Oedipus Rex is a Greek tragedy which tells the tale of King Oedipus, a man who sets out to find King Laius’ killer and ends up finding out more about who he is and what he has done.
He finds that all along it was he who had killed King Laius, who turns out to be his real father, as well as finding out that his wife Jocasta, is actually his mother. Upon this realization, he witnesses Jocasta committing suicide, and him being unable to bear the pain of what has just happened, gouges his own eyes out.
The text states “I do not know how I could bear the sight Of my father, when I came to the house of Death, Or of my mother: for I have sinned against them both…” (73). This shows that Oedipus realizes the extent of what he has done and how he cannot bear to be alive now that he knows who he is. He would rather accept death but even that too is not enough of a punishment, he believes, for what he has committed.
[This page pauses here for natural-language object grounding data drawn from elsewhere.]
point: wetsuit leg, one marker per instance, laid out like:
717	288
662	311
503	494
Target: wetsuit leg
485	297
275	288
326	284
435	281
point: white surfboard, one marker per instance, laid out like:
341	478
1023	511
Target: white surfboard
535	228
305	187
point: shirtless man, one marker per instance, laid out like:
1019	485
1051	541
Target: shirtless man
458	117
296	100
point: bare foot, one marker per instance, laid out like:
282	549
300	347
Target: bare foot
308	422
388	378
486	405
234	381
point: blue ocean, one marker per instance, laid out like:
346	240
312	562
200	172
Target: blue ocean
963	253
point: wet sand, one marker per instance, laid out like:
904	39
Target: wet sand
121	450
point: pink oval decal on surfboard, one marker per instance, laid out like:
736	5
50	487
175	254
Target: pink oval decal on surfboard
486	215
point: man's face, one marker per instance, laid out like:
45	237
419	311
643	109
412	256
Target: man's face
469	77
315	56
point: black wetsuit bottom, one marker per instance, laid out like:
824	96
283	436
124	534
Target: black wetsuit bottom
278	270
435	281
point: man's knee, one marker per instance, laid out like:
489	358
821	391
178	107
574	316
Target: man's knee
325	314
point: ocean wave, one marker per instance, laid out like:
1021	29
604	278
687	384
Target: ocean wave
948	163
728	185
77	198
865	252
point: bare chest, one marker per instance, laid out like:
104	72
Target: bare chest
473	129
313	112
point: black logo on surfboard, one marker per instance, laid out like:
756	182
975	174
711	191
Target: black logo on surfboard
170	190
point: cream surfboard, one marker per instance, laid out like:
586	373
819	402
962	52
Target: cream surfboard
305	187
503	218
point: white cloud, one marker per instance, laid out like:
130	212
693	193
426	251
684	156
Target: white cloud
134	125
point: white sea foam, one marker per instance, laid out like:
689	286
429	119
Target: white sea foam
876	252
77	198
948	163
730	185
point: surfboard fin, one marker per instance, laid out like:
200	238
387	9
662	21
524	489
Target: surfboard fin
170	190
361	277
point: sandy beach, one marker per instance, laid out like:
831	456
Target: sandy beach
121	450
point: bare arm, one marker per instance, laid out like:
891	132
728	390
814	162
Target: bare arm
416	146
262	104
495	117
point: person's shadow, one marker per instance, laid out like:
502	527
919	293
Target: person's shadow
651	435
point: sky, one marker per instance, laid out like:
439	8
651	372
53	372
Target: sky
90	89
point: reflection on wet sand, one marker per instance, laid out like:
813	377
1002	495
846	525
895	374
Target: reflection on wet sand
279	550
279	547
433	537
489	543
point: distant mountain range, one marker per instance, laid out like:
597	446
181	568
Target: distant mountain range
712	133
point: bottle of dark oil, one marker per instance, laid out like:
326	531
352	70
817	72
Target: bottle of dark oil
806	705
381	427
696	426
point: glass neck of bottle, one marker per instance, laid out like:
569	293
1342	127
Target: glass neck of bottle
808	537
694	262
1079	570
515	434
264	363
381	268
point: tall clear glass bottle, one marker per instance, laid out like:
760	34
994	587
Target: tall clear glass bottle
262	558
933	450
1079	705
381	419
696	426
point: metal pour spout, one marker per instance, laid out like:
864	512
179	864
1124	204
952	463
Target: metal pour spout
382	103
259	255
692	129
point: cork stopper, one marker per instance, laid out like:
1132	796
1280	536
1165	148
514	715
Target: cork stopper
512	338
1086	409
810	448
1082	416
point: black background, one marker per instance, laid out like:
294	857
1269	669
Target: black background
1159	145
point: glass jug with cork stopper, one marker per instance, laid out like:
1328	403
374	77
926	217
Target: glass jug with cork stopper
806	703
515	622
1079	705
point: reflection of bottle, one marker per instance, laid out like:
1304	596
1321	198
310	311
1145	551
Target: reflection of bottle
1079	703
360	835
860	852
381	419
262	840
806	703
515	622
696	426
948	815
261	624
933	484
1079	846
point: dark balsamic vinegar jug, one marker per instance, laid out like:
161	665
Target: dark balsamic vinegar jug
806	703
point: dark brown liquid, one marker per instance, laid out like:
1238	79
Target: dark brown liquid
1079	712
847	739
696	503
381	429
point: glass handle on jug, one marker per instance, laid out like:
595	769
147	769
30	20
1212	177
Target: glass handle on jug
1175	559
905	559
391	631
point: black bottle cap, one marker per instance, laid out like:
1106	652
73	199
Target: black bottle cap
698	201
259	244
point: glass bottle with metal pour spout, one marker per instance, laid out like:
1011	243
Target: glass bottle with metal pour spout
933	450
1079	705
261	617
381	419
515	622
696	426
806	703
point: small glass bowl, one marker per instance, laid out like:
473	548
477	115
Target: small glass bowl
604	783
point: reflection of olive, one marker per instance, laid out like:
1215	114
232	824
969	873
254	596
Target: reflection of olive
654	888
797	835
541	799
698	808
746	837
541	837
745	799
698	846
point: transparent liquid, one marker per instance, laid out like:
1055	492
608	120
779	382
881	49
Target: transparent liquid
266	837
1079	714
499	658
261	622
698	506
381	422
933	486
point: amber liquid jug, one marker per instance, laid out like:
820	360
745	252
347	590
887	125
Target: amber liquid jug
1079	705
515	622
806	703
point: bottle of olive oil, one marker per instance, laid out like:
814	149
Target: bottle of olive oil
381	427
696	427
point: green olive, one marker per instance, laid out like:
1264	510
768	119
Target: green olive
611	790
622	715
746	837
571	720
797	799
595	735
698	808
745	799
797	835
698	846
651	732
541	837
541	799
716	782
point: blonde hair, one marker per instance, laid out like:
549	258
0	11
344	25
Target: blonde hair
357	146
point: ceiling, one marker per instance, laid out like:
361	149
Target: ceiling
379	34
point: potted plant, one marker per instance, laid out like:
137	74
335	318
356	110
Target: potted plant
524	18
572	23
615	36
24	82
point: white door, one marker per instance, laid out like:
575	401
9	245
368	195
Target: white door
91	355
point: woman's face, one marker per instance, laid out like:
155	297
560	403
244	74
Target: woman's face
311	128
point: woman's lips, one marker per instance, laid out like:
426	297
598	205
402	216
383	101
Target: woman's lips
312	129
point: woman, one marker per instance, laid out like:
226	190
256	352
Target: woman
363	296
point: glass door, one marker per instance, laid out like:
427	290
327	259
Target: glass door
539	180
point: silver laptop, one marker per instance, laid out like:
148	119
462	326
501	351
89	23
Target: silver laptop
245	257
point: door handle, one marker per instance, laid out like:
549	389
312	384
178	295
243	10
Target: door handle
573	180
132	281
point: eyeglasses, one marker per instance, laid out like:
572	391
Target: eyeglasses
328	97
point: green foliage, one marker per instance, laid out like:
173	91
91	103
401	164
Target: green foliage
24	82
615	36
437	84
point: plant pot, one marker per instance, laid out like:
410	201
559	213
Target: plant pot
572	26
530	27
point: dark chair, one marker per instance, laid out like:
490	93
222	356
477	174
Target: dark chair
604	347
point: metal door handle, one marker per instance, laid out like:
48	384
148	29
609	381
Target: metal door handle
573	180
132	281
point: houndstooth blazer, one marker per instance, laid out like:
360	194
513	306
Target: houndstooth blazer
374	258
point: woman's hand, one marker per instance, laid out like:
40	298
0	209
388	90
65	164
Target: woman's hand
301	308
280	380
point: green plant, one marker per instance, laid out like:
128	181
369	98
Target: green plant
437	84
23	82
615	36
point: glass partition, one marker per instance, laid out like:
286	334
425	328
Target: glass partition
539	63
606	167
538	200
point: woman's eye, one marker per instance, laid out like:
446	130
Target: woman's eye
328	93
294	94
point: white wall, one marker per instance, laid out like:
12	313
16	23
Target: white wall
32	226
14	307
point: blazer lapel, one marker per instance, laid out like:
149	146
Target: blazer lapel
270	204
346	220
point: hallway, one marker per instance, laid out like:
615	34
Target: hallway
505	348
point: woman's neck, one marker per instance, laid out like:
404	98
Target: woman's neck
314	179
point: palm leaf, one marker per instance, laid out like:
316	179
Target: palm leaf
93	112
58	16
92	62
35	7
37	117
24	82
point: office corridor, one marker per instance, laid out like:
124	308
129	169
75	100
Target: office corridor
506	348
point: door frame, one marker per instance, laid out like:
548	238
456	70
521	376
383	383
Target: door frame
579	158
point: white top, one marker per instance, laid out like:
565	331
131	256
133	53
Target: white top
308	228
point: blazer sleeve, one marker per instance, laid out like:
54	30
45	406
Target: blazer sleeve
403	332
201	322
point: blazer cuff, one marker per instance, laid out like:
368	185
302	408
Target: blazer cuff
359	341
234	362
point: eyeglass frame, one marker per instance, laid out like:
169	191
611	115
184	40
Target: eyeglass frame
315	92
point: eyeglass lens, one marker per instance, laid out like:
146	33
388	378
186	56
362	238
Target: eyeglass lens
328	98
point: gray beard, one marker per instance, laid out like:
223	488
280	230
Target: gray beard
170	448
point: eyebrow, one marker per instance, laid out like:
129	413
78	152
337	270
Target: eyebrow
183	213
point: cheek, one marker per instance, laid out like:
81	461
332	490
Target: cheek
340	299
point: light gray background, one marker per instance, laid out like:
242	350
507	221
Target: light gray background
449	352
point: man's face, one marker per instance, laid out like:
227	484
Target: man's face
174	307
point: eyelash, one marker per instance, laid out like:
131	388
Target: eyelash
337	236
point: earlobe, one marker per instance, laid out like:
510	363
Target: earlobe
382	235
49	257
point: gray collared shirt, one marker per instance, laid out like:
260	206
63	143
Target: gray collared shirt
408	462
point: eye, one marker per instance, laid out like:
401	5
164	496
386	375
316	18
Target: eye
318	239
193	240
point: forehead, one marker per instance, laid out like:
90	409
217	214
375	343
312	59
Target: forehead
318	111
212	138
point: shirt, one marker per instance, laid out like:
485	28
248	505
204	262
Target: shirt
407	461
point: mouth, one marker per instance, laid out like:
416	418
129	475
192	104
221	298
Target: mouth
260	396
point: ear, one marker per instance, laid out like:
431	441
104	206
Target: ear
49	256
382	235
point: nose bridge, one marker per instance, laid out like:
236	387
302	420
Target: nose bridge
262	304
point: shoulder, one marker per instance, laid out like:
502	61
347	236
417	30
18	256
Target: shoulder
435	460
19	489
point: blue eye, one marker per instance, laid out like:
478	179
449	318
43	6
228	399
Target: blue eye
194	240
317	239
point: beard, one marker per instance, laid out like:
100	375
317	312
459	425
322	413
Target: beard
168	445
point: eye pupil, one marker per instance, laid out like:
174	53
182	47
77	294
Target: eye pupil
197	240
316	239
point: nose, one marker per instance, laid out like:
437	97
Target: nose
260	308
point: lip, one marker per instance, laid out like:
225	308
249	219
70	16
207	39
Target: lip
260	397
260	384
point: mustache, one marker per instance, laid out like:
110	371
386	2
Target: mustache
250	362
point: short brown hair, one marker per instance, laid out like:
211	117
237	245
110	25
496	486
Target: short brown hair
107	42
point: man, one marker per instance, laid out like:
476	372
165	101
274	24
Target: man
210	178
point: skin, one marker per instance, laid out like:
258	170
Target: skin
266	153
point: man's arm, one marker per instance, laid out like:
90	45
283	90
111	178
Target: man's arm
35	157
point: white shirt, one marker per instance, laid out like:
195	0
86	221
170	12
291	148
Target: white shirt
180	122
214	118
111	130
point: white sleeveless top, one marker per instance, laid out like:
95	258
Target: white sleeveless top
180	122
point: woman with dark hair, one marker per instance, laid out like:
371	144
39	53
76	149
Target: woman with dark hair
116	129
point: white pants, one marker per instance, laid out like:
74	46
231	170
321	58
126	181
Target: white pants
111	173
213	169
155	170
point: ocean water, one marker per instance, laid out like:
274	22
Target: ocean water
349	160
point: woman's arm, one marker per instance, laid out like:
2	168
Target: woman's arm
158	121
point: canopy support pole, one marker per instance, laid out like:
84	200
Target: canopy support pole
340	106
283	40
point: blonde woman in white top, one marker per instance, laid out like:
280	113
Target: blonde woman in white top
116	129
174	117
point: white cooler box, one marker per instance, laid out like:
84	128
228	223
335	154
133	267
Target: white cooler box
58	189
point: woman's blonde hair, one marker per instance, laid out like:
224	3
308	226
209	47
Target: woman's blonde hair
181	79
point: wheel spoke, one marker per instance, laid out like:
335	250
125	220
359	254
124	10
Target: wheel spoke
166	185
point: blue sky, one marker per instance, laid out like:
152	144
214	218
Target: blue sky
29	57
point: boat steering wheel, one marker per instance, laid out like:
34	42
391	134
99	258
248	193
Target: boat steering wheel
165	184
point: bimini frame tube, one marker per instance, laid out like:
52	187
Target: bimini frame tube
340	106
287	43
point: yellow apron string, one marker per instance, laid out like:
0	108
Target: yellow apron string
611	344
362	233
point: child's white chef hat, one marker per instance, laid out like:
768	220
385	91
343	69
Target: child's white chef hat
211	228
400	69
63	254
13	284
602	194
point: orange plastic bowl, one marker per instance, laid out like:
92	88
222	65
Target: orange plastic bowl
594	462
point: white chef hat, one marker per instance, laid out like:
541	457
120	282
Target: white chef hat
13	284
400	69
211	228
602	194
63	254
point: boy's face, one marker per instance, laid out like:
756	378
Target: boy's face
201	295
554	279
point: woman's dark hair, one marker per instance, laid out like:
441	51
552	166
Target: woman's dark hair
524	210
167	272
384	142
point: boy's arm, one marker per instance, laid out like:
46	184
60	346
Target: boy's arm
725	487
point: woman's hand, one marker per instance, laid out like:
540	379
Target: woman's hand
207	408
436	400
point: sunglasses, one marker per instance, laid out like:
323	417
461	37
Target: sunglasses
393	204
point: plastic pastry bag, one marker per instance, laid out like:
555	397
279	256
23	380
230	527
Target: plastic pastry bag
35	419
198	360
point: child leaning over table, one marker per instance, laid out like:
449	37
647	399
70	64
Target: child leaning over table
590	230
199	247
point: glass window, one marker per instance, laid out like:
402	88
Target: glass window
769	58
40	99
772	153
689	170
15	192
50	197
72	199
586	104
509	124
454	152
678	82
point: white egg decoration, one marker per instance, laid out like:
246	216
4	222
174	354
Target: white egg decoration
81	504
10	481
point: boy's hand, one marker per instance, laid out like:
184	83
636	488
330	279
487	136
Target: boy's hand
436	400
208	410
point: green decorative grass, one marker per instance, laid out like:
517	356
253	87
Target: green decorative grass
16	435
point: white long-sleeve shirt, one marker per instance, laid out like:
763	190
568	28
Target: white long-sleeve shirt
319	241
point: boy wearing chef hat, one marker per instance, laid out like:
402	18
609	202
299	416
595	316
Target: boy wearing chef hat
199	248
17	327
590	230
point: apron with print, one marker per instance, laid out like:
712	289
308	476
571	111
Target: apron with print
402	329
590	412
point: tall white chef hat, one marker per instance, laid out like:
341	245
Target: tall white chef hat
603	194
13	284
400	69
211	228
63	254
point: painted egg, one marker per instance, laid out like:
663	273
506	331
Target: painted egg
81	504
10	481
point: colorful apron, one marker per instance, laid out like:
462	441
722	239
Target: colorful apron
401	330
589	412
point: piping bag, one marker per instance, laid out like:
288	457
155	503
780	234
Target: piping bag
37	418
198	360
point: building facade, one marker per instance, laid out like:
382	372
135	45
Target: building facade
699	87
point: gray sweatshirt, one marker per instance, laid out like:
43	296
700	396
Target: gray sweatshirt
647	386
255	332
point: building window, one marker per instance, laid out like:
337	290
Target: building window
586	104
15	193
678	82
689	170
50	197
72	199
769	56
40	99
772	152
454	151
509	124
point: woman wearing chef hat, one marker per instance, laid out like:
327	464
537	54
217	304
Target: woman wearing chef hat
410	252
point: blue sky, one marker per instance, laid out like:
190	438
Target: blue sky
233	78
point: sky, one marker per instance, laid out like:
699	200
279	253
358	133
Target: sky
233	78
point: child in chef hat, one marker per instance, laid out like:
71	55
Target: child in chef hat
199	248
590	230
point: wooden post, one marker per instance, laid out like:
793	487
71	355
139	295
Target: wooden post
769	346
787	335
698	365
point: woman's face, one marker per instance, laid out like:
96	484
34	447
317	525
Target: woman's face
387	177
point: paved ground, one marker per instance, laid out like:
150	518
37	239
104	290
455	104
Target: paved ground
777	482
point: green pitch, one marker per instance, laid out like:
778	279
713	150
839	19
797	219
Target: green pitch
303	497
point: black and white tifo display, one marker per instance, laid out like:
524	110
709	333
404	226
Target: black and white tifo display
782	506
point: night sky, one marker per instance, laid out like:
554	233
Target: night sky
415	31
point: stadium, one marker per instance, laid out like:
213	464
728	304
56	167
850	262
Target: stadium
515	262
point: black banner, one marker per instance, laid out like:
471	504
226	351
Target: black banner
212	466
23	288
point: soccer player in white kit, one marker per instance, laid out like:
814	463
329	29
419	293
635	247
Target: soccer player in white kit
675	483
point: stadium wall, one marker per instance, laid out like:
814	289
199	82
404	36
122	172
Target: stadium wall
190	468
He then comes to the conclusion that he must leave to preserve any dignity his daughters have left. He states “ Your father killed His father ; sowed the womb of her who bore him … “ showing that he has come to fully realize who he is and the effects this will have not only on him but his children as well (78). He then leaves Thebes, the man who was once a king runs away from his his home as a shamed man.
In the case of Oedipus, suffering represents a type of clarity, although it is not one he wants, he needed to suffer and continues to suffer in order to know who he truly is. He had to kill his own father and watch his own mother commit suicide to learn who they really were.
For Oedipus the only truth in his life was received through suffering and therefore to the Greek suffering is viewed as a gateway to knowing oneself because pain is what allows us to look at ourselves more closely and this is what happened in the case of Oedipus.